Y entonces fue Reina quien no supo cómo reaccionar. Sus bellos ojos se llenaron de lágrimas, abrazó a su amiga y lloró por un instante. Amalia acarició su cabeza intentando consolarla, pero ella ya no estaba triste. Estaba tan feliz de escuchar a alguien decir eso, que estuvo dispuesta a dejarlo todo con tal de convertirse en aquella que fuera realmente un orgullo para sus seres queridos. Todo habría sido diferente para ella si ellos la hubiesen aceptado como su amiga lo hacía.

—Bien, me cambio y nos vamos —comentó, apartándose de ella con una sonrisa enorme en su rostro.

Diego y Amalia volvieron a quedar solos.

—¿Quieres venir? —ofreció ella tratando de romper el silencio que había dejado la anterior escena.

—Ni obligado —respondió entre risas.

—Diego —murmuró Amalia, para encontrarse con sus ojos que la observaban con atención—. En serio estoy agradecida de tenerlos a mi lado.

Solo pudo responder con una sonrisa. Si esto seguía así, iba a ser imposible dejarla. Al cabo de unos minutos, Reina salió perfecta como siempre, vistiendo un colorido vestido y con su cabello libre. Se despidieron de Diego, la puerta se cerró, y el joven, conmocionado aún por la honestidad de Amalia y el incontrolable sentimiento que crecía en su interior, comenzó a evaluar una posible decisión que lo apartase de ella.

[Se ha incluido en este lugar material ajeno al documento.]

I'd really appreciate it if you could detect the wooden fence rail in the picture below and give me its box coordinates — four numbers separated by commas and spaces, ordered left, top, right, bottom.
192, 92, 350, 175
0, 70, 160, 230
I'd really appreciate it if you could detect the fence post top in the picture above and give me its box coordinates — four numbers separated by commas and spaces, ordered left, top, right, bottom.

Si me voy con esa familia... tal vez podría empezar de cero...

En casa de Amalia, aún sentados a la mesa, Elena y Ernesto no paraban de discutir sobre su hija. La angustia de ese padre era tal, que había olvidado que la joven se comportaría solo cómo él la había educado. Ella era una chica respetuosa y seria, y difícilmente tendría amistades con principios diferentes a los suyos.

—¿No has dudado ni por un instante? —indagó Elena.

Aunque su hija aún no la aceptaba por completo, su relación familiar había mejorado en forma considerable. Ella confiaba plenamente en la madurez que tendría a la hora de escoger a sus amigos y en lo transparente que Amalia era con ellos. Para Elena, esa exasperada llamada desde el colegio, no era más que una terrible equivocación.